The Crucifixion of Jesus Christ John 19:17-24 CLICK TITLE FOR AUDIO

This passage deals with crucifixion of Jesus Christ when He is led from the judgment hall up to Calvary. We will follow this sequence up until three hours into the actual crucifixion before the darkness comes. As with the most recent lessons we will again cross reference in order to reconcile these Gospels so that we can see the harmony. This lesson will once again show that the Gospels are supplemental to each other and not contradictory. The verses we will be referencing from the other Gospels are Matthew 27:32, Mark 15:21 and Luke 23:26.

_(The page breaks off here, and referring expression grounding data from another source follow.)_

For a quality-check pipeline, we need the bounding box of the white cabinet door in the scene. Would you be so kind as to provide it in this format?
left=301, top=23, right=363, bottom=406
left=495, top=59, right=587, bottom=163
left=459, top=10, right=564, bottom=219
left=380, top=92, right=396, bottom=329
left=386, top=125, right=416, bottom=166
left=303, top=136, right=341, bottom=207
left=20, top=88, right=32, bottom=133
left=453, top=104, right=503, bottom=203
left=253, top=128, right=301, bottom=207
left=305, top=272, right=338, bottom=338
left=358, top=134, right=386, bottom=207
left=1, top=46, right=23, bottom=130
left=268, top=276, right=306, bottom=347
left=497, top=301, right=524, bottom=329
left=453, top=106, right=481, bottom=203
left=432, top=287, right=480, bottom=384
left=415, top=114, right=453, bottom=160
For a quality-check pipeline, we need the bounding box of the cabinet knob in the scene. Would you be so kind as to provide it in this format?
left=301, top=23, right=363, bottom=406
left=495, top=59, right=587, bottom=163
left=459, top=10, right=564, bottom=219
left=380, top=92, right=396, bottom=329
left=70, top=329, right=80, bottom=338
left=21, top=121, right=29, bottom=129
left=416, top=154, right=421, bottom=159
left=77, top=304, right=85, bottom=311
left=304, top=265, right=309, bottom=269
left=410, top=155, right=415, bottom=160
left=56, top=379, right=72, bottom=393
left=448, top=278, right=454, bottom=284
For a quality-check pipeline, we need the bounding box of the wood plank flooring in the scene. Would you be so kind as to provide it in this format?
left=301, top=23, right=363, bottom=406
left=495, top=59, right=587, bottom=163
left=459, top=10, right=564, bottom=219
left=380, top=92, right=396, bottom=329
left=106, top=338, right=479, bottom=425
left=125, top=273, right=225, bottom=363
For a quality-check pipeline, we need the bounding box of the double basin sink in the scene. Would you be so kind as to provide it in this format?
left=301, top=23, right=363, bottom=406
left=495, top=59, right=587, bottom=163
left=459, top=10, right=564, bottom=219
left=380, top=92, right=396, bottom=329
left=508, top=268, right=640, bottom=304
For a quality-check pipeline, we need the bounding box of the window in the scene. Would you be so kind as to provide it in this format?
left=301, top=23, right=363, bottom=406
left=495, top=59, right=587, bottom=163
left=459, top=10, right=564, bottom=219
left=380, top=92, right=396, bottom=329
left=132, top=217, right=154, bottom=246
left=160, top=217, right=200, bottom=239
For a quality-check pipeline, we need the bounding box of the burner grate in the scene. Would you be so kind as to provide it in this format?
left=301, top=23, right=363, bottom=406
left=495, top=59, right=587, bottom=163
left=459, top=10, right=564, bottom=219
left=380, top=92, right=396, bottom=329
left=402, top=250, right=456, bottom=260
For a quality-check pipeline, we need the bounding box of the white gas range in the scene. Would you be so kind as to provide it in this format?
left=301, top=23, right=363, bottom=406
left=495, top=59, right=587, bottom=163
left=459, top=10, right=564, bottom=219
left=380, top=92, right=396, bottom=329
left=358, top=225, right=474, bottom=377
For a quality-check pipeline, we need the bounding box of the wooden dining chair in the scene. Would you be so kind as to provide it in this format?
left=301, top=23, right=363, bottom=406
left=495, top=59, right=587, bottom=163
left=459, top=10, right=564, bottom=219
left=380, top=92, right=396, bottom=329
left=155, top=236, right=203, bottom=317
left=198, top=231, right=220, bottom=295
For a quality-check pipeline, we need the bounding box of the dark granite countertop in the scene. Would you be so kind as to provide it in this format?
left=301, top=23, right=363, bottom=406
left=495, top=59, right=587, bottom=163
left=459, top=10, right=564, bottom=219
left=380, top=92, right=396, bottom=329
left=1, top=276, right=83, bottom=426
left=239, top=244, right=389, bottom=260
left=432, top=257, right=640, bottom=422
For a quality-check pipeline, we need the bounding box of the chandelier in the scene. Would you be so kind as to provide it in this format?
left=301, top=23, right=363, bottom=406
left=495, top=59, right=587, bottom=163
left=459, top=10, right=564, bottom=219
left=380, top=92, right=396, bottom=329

In John we read that Jesus was led away bearing His cross to Golgotha.  But then in Matthew, Mark and Luke we read that Simon, a Cyrenian, was made to bear His cross. Some scholars have pointed to this as a contradiction.  However, John only deals with the time of Jesus initially being led from the city. The other gospels refer to a later time following his initial departure from the judgment hall. John simply skips most of the details surrounding the crucifixion, but we can read some of those details in the other three Gospels. Mark 23:30 even has Jesus issuing a prophecy along the way that is repeated in Revelation 6:16.

The next thing that happened in this sequence is that when they arrived at Golgotha they gave Jesus vinegar to drink mingled with gall.  Jesus tasted this but did not drink it (Matt. 27:34) fulfilling an Old Testament prophecy (Psalm 69:21).  Gall is bitter and made from wormwood and was probably administered as an anesthetic.  Mark records this differently referring instead to wine and myrrh (Mark 15:23).  While the Old Testament refers to the “vinegar of wine” and the “grapes of gall” (Numbers 6:3, Deut. 32:32) there is no similarity between gall and myrrh. However, notice that Mark says, “he received it not.”  We understand that Jesus was offered something to drink more than once and these are not references specifically to the same event. In Mark, Jesus did not go so far as to even taste what was offered. Additionally in Mark 15:36 we see that the soldiers repeated the offer to Jesus with a “spunge full of vinegar” while he was up on the cross. The previous offer was made before He was raised upon the cross.

Next we read that Pilate placed a sign above Jesus that read JESUS OF NAZARETH KING OF THE JEWS (John 19:19).  However, we see a slightly different wording in the other Gospels. Matthew 27:37 says, THIS IS JESUS THE KING OF THE JEWS while Mark 15:26 records it as THE KING OF THE JEWS. Finally Luke 23:38 says THIS IS THE KING OF THE JEWS.  Putting these all together, it read THIS IS JESUS OF NAZARETH THE KING OF THE JEWS. Therefore, if we treat the accounts as supplemental rather than contradictory and combine the various bits of information from the different sources we get a clearer picture of what was taking place.

In John we then read that the soldiers divided Jesus’ garments in four parts among themselves except for His seamless coat (John 19:23). They cast lots to see which of them would receive the coat intact, which fulfilled OT prophecy (Psalm 22:18). In Matthew 27:36 the soldiers sat down and watched Him on the cross fulfilling Psalm 22:17. There are many other scriptures from Psalm 22 that are fulfilled in the crucifixion. By cross referencing between them we can gather the separate pieces of information and put them together like a puzzle in order to get a more complete picture.